Data of stable isotopes obtained from glaciers and tree rings on the Tibetan Plateau are useful in restricting the paleoclimate. It is important to meteorologically analyze stable isotopes in precipitation over the Tibetan Plateau, which are affected by complicated atmospheric circulation processes, because the ratio of stable isotopes in precipitation based on the transport process is affected by atmospheric circulation. However, this approach has not yet been well implemented.
Data of temporally and spatially stable isotopes in precipitation were obtained over the Tibetan Plateau and Nepal during a field campaign of the Global Energy and Water Experiment Asian Monsoon Experiment/Tibet in 1998. The data reveal a relationship between stable isotopes in precipitation over the Tibetan Plateau and active/break variations of the Indian monsoon.
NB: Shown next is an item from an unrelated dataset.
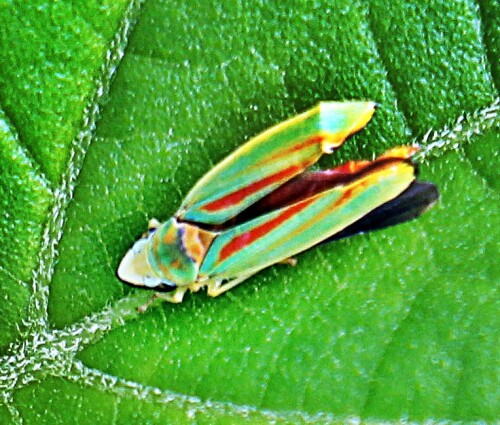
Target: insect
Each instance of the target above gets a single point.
(260, 206)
During a break phase, low δ¹⁸O values and low d-excess values were observed at all observational sites. Transportation in this phase was an upslope process in which an air parcel gains altitude near the Himalayas. This trend can be explained by air parcels crossing over the Himalayas.
During an active phase, a characteristic trend of stable isotopes in precipitation over Tibetan Plateau was observed. Low δ¹⁸O and low d-excess values were observed around the south of the Tibetan Plateau (hereinafter called region 1) while high δ¹⁸O and high d-excess values were observed around the north of the Tibetan Plateau (hereinafter called region 2). The phase of region 1 coincided with the break phase, and transport might be an upslope process. However, the phase of region 2 was different because of the inland effect. To interpret the high δ¹⁸O values, we used the forward trajectory from convective cloud over central India, and examined the top height of convective cloud around region 2 over the Tibetan Plateau using measurements made by the precipitation radar onboard the Tropical Rainfall Measuring Mission satellite. Results showed that air parcels at an altitude exceeding 8,000 m in convective cloud around central India were transported to the Tibetan Plateau, and high δ¹⁸O values between 8,000 and 10,000 m in convective cloud around central India might be associated with precipitation around region 2 over the Tibetan Plateau.
To interpret the characteristics of stable isotopes in precipitation around the Tibetan Plateau, it is important to consider the active/break phase and trajectory of air parcels of the Indian monsoon. Clarifying the vertical distribution of stable isotopes in precipitation in convective cloud can improve our knowledge of the paleoclimate and help determine an isotope model in future work.